# Memory Games



## thardey (May 16, 2007)

I know that part of sniper training involves observation and memory.
One of the training "games" I've heard of involves looking at a box or a table full of random things, then after some period of time being asked specific questions about what you saw.

Does anyone know of a similar game on the internet? I've found this one: http://www.gamesforthebrain.com/game/whatwasthere/
But you only have to recall the details for a couple of seconds, and the questions are calibrated to that length of time. Is there one that you can come back to after a couple of hours, or maybe look in the morning, and answer the questions that night?

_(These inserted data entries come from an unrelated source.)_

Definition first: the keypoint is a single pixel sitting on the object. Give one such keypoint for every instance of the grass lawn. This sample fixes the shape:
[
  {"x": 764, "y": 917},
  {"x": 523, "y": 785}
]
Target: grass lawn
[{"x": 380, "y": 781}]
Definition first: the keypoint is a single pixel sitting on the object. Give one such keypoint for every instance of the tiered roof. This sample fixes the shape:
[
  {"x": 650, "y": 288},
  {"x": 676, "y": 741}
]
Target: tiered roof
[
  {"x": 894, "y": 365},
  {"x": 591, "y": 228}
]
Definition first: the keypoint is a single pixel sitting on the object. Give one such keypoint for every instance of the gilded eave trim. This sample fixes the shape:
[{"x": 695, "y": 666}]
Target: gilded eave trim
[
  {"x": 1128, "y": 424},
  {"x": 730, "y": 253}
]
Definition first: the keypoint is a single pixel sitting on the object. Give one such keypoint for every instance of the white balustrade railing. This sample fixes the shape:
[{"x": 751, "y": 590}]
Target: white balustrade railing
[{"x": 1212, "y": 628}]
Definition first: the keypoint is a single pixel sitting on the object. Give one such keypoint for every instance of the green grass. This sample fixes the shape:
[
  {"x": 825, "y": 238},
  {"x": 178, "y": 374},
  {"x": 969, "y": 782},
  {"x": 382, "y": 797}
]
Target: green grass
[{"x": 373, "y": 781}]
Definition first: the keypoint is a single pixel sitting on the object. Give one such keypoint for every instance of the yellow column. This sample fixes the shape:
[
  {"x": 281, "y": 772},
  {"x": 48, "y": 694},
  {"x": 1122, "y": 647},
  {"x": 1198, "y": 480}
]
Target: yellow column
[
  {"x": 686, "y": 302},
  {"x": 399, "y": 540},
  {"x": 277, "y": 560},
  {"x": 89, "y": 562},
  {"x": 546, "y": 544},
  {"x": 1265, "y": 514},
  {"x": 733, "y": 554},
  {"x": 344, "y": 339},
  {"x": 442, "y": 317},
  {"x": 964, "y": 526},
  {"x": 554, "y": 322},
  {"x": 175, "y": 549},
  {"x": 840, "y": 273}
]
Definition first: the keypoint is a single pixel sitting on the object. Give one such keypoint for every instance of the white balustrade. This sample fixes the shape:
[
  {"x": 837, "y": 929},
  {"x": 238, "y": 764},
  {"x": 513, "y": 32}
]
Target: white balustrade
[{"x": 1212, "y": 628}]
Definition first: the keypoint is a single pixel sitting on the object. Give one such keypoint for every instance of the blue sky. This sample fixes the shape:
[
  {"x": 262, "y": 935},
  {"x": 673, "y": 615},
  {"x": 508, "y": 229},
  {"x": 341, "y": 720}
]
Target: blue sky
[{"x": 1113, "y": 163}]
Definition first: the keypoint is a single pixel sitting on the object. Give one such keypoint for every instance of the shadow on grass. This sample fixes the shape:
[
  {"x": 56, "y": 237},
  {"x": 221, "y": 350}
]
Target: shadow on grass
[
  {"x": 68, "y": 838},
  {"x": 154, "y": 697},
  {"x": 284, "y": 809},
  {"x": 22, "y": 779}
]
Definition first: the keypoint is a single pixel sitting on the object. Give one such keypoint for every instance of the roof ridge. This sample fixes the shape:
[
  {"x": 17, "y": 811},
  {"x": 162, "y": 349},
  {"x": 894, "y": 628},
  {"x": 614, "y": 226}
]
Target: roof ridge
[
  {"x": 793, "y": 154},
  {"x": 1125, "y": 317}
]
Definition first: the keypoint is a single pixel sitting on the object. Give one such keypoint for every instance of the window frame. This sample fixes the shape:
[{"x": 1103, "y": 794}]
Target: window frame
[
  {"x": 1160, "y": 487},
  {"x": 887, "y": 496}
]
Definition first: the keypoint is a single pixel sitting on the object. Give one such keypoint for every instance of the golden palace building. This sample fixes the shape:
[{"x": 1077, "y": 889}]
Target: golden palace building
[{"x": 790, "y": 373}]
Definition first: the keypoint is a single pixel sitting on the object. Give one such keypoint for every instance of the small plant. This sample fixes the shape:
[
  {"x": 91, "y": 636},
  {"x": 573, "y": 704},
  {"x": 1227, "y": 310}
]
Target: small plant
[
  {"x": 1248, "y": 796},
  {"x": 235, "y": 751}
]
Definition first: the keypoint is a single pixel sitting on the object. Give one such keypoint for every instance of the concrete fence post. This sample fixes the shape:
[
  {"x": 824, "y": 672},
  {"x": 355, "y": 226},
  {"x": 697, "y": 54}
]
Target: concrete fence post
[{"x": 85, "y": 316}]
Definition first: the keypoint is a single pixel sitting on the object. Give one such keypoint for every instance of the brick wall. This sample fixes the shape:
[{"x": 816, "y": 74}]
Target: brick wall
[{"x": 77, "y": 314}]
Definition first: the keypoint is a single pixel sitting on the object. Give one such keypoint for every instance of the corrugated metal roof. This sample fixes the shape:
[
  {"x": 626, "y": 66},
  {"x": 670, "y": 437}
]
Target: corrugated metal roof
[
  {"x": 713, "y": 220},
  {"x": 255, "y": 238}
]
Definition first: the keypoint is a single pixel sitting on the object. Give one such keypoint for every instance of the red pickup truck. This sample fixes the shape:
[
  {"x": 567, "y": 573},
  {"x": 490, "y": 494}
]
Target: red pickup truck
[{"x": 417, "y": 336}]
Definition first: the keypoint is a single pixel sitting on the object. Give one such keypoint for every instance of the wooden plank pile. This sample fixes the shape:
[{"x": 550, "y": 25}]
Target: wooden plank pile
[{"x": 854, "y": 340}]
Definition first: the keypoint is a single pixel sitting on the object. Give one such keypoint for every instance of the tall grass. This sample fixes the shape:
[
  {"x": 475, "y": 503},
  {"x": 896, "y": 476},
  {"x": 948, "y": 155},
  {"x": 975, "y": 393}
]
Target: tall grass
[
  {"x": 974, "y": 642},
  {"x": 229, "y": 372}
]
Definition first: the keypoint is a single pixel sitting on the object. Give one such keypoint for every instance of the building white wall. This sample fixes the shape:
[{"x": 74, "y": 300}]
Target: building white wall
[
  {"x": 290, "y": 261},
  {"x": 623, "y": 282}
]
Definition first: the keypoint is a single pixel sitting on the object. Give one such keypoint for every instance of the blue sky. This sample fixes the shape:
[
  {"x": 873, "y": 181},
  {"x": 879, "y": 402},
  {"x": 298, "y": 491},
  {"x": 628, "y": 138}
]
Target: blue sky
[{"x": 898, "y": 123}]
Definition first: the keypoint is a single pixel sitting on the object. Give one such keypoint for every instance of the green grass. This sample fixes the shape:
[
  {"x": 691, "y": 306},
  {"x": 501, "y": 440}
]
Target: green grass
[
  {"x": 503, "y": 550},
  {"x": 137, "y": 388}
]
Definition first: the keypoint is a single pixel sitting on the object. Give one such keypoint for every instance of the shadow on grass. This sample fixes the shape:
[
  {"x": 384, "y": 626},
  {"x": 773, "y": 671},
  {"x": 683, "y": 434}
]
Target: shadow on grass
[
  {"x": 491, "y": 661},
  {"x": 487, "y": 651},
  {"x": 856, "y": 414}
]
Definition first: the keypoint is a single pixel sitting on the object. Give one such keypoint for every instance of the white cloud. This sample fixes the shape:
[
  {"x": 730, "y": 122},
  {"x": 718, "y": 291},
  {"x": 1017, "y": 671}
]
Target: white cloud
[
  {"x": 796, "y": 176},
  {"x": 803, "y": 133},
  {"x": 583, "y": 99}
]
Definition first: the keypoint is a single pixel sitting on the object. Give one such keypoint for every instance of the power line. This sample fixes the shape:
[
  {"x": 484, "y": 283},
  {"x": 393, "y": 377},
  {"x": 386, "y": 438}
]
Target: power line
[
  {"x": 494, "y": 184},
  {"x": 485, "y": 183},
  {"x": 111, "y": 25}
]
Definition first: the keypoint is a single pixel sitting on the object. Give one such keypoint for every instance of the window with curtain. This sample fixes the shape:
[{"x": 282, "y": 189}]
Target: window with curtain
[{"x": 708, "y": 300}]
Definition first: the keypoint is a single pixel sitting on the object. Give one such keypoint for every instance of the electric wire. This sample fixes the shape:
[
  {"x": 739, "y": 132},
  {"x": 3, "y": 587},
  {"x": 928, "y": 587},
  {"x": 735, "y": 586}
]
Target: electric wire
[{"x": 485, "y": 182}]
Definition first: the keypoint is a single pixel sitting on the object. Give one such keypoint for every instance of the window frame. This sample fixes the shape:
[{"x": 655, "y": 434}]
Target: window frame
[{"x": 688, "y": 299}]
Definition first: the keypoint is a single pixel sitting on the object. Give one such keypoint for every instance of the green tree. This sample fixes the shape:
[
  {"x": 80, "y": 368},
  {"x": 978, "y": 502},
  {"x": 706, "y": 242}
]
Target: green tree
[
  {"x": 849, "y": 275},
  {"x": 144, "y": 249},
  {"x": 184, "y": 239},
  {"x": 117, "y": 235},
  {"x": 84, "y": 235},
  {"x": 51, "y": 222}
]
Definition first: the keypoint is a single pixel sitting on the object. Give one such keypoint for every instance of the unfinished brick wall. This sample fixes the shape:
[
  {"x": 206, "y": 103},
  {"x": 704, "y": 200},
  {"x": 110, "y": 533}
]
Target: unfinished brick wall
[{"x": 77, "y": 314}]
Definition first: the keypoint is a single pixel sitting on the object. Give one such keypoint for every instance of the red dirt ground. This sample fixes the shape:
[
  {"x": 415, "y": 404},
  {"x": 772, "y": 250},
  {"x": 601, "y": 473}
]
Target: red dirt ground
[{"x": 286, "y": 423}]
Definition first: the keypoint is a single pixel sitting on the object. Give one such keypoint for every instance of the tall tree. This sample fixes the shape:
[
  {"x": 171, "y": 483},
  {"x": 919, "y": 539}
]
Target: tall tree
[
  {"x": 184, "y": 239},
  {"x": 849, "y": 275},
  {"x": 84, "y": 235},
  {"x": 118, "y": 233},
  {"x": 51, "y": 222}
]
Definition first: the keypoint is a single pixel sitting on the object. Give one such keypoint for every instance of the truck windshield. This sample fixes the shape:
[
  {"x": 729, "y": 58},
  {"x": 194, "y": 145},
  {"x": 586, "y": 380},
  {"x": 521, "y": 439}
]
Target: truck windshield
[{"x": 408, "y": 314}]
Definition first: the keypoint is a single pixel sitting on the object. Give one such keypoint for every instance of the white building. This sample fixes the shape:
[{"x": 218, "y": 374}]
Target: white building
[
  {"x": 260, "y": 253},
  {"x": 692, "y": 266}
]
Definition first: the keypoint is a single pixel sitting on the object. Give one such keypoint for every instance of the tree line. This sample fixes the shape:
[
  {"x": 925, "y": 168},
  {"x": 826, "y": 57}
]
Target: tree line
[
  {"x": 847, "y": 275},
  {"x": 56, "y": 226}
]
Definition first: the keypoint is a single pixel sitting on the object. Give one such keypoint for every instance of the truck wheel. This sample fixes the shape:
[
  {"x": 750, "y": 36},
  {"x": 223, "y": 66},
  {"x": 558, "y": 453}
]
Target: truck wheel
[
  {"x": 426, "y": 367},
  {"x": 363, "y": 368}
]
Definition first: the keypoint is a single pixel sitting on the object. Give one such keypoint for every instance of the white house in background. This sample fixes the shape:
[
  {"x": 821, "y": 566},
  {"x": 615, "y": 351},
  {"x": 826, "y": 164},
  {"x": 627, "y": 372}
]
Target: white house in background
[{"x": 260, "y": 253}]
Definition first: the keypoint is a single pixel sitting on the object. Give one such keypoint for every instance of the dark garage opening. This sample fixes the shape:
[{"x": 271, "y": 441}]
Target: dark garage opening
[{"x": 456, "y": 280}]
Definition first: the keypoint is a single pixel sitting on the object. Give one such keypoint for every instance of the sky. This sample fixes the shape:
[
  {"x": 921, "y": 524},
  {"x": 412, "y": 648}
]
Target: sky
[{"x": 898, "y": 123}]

I thought this would be a good way to train myself to observe and remember important details in my day-to-day life.


----------



## Dr John M La Tourrette (Dec 20, 2007)

thardey said:


> I know that part of sniper training involves observation and memory.
> One of the training "games" I've heard of involves looking at a box or a table full of random things, then after some period of time being asked specific questions about what you saw.
> 
> Does anyone know of a similar game on the internet? I've found this one: http://www.gamesforthebrain.com/game/whatwasthere/
> ...


 
You can use the Memory Peg systems of Bruno Furst, developed in the 30's & 40's, and later on picked up by the Silva Mind Control People. It was based on the room systems of the Greeks.

Harry Lorane wrote his memory books on those same exact concepts.

Then using the NLP hypnotic presuppositions along with their "pictureing" methods (eye-accessing cues) for visual memory will truly enhance that skill.

Dr. John M. La Tourrette
Souther Oregon Fanatic
Ps. I would have sent it privately but that function seems not to work on your name.


----------